Fujii Takaaki, Morita Hiroki, Sutoh Toshinaga, Yajima Reina, Yamaguchi Satoru, Tsutsumi Soichi, Asao Takayuki, Kuwano Hiroyuki
Department of General Surgical Science, Graduate School of Medicine, Gunma University, Gunma, Japan.
Int Surg. 2014 May-Jun;99(3):211-5. doi: 10.9738/INTSURG-D-13-00146.1.
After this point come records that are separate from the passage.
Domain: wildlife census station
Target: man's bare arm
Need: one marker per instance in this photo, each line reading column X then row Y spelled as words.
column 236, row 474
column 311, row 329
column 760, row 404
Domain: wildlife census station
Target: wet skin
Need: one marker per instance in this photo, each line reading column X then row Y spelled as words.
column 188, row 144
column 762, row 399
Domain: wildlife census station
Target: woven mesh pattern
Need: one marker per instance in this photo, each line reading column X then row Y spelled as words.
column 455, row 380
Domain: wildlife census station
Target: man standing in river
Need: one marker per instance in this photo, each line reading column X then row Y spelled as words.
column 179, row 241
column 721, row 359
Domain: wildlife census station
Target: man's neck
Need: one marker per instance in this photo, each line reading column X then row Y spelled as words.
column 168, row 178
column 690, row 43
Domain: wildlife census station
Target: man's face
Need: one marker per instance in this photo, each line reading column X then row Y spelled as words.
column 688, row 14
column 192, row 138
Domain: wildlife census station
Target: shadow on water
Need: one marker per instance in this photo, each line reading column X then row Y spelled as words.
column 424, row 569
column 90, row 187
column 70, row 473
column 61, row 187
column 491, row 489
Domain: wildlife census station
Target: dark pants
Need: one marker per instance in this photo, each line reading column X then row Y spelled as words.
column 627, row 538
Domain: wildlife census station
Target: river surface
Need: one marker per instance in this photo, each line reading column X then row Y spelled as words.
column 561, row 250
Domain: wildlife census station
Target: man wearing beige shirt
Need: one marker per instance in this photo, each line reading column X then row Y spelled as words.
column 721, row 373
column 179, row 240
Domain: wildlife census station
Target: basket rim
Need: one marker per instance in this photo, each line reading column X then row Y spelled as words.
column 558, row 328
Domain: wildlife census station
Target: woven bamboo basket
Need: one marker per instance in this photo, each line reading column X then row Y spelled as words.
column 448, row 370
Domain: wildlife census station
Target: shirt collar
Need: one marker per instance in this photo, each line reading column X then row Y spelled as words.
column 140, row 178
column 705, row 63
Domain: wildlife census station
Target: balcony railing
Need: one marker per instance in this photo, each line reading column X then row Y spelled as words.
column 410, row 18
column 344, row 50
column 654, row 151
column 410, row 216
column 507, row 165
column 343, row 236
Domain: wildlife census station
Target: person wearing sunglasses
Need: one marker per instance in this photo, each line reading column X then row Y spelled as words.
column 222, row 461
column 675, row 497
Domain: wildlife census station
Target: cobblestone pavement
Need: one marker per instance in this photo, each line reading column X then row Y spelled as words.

The optimal timing of early oral intake after surgery has not been fully established. The objective of this study was to compare early oral intake at postoperative day 1 after resection of colorectal cancer with that of day 2 to identify the optimal timing for resumption of oral intake in such patients. Consecutive patients with colorectal cancer who underwent elective colorectal resection were separated into two groups. Sixty-two patients began a liquid diet on the first postoperative day (POD1 group) and 58 patients began on POD2 (POD2 group) and advanced to a regular diet within the next 24 hours as tolerated. As for gastrointestinal recovery, the first passage of flatus was experienced, on average, on postoperative day 3.1 ± 1.0 in the POD2 group and on day 2.3 ± 0.7 in the POD1 group. The first defecation was also significantly earlier in patients in the POD1 group than those in the POD2 group (POD 3.2 ± 1.2 versus 4.2 ± 1.4, respectively). No statistical difference was found between the two groups in terms of postoperative complications. Our results suggest that very early feeding on POD1 after colorectal resection is safe and feasible and that induced a quicker recovery of postoperative gastrointestinal movement in patients.
手术后早期经口进食的最佳时机尚未完全确定。本研究的目的是比较结直肠癌切除术后第1天与第2天的早期经口进食情况,以确定此类患者恢复经口进食的最佳时机。将接受择期结直肠癌切除术的连续患者分为两组。62例患者在术后第1天开始流食(POD1组),58例患者在术后第2天开始流食(POD2组),并在接下来的24小时内根据耐受情况逐渐过渡到正常饮食。至于胃肠道恢复情况,POD2组平均在术后第3.1±1.0天出现首次排气,POD1组在术后第2.3±0.7天出现首次排气。POD1组患者的首次排便也明显早于POD2组患者(分别为术后第3.2±1.2天和第4.2±1.4天)。两组术后并发症方面未发现统计学差异。我们的结果表明,结直肠癌切除术后第1天尽早进食是安全可行的,并且能促使患者术后胃肠蠕动更快恢复。